AndyHoggANU commented 1 month ago

Done!

marc-white commented 1 month ago

Thanks @AndyHoggANU . Next issue: the resolution information needs to be an array (i.e., a bullet point list). So:

nominal_resolution:
  - 0.1 degrees

instead of nominal_resolution: 0.1 degrees.

In the access_med_0.6 conda environment, there is a metadata-validate utility that can be used to do further checks on your metadata files:

module use /g/data/xp65/public/modules
module load conda/access-med-0.6
metadata-validate </path/to/metadata.yaml>

I'm finding this sequential fixing annoying, so while you work on that, I'm going to add a feature request (#216) to modify the validator to provide a report on all problems, rather than bailing on the first one it finds.

AndyHoggANU commented 1 month ago

OK, I've done the one in panant-01-hycom1-v13 - there is still a metadata-validate error, but I couldn't interpret it!! Any suggestions?

Note that I couldn't fix the panant-01-zstar-v13/metadata.yaml as it's owned by @julia-neme .

julia-neme commented 1 month ago

I've modified the resolution to be as a bullet point and note -> notes. Let me know if you need anything else!

AndyHoggANU commented 1 month ago

And it looks like all 3 are validating :-)

marc-white commented 1 month ago

They are! However, they're now failing in concert - the experiments panant-01-hycom1-v13 and panant-01-zstar-v13 are sharing an experiment_uuid. These need to be unique.

julia-neme commented 1 month ago

Mmm I thought I'd created one by running uuidgen. How can I verify that?

marc-white commented 1 month ago

@julia-neme that's the correct process, but every metadata.yaml in the access-nri-intake-catalog needs to have a unique UUID. The easiest solution would be to just use uuidgen to create a new UUID for one of the experiments.

(The UUID holds no significance other than being an (almost certainly) unique identifier. There's no need to match UUID between experiments, make sure certain values are there, etc., so long as the value is a valid UUID.)

julia-neme commented 1 month ago

Yeah, but I thought I had created one! How can I verify whether I have created it or not? In other words, how can I check that the uuid for that experiment matches the metadata?

adele-morrison commented 1 month ago

Possibly did @AndyHoggANU just copy your uuid @julia-neme ?

marc-white commented 1 month ago

@julia-neme I don't believe the experiment has an intrinsic UUID of its own (unless I'm missing something).

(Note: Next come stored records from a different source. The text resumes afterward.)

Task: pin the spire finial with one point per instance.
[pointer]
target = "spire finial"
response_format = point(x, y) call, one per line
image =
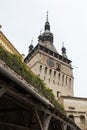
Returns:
point(47, 25)
point(0, 26)
point(63, 43)
point(47, 17)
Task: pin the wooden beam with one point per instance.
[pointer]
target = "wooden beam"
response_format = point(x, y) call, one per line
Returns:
point(9, 125)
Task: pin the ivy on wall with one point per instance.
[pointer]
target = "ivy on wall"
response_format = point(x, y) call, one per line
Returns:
point(15, 62)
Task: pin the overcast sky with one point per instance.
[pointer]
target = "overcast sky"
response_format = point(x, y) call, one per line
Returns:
point(22, 21)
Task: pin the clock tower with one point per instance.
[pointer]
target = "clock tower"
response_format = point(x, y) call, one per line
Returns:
point(54, 68)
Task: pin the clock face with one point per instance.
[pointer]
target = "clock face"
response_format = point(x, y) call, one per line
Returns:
point(50, 62)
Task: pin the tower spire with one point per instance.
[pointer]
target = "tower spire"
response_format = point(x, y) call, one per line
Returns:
point(47, 25)
point(63, 50)
point(47, 17)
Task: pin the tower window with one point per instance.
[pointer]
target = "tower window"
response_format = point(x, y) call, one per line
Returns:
point(54, 73)
point(58, 67)
point(50, 71)
point(45, 70)
point(40, 68)
point(66, 80)
point(71, 117)
point(82, 119)
point(58, 94)
point(69, 82)
point(62, 80)
point(59, 76)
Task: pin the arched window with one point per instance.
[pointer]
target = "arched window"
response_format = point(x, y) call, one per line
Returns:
point(45, 70)
point(66, 80)
point(50, 72)
point(54, 74)
point(59, 76)
point(71, 117)
point(62, 80)
point(69, 82)
point(82, 119)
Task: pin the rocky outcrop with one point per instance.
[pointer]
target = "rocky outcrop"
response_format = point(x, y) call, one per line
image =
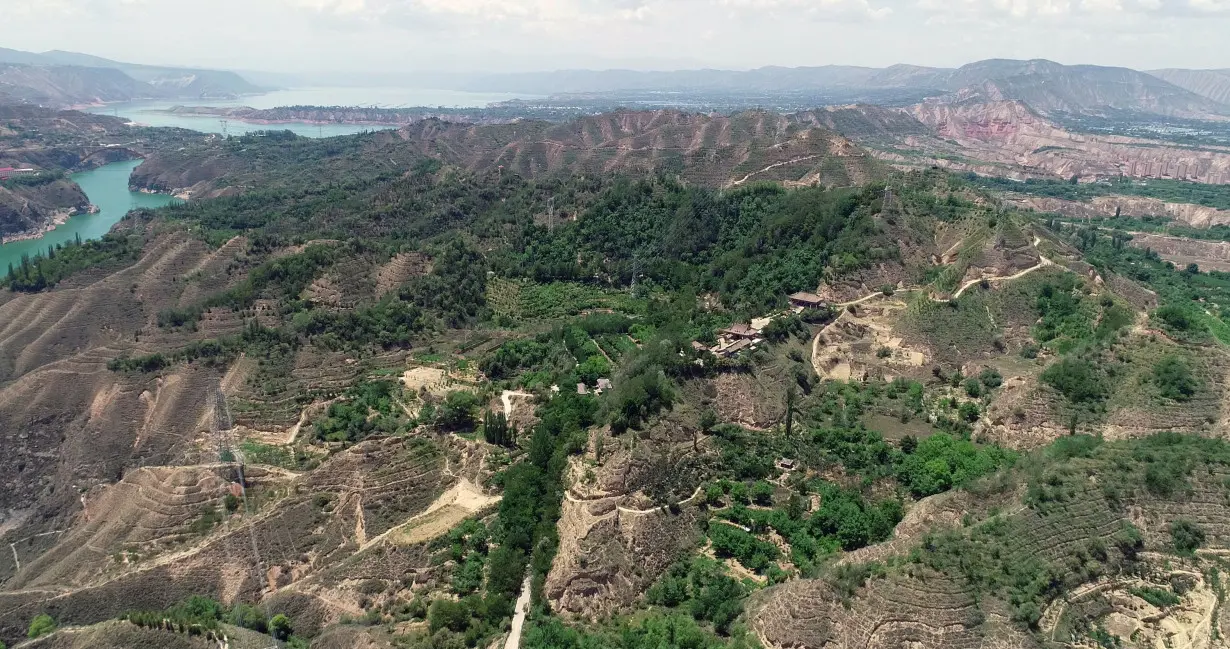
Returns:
point(1212, 84)
point(31, 209)
point(1016, 138)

We just have uuidgen pump out random UUID values and attach them to experiments to give us a unique identifier for use within the catalogue.

anton-seaice commented 1 month ago

For new experiments, Payu handles creating the UUID & probably includes it in the path.

This only was implemented in the last couple of releases, see https://payu.readthedocs.io/en/stable/config.html#experiment-tracking

julia-neme commented 1 month ago

So @marc-white you want me to run uuidgen again? I don't want to mess up anything, that's why I'm asking.

marc-white commented 1 month ago

@julia-neme yes, please do. I don't see an intrinsic UUID anywhere in there.

julia-neme commented 1 month ago

Done! Let me know if it is not working now :)

marc-white commented 1 month ago

Looks like the system is happy with the new metadata files! It's now barfing trying to ingest the actual data, but that's a me problem :)

AndyHoggANU commented 1 month ago

Yeah, I reckon that was my fault in copying @julia-neme 's metadata file, sorry!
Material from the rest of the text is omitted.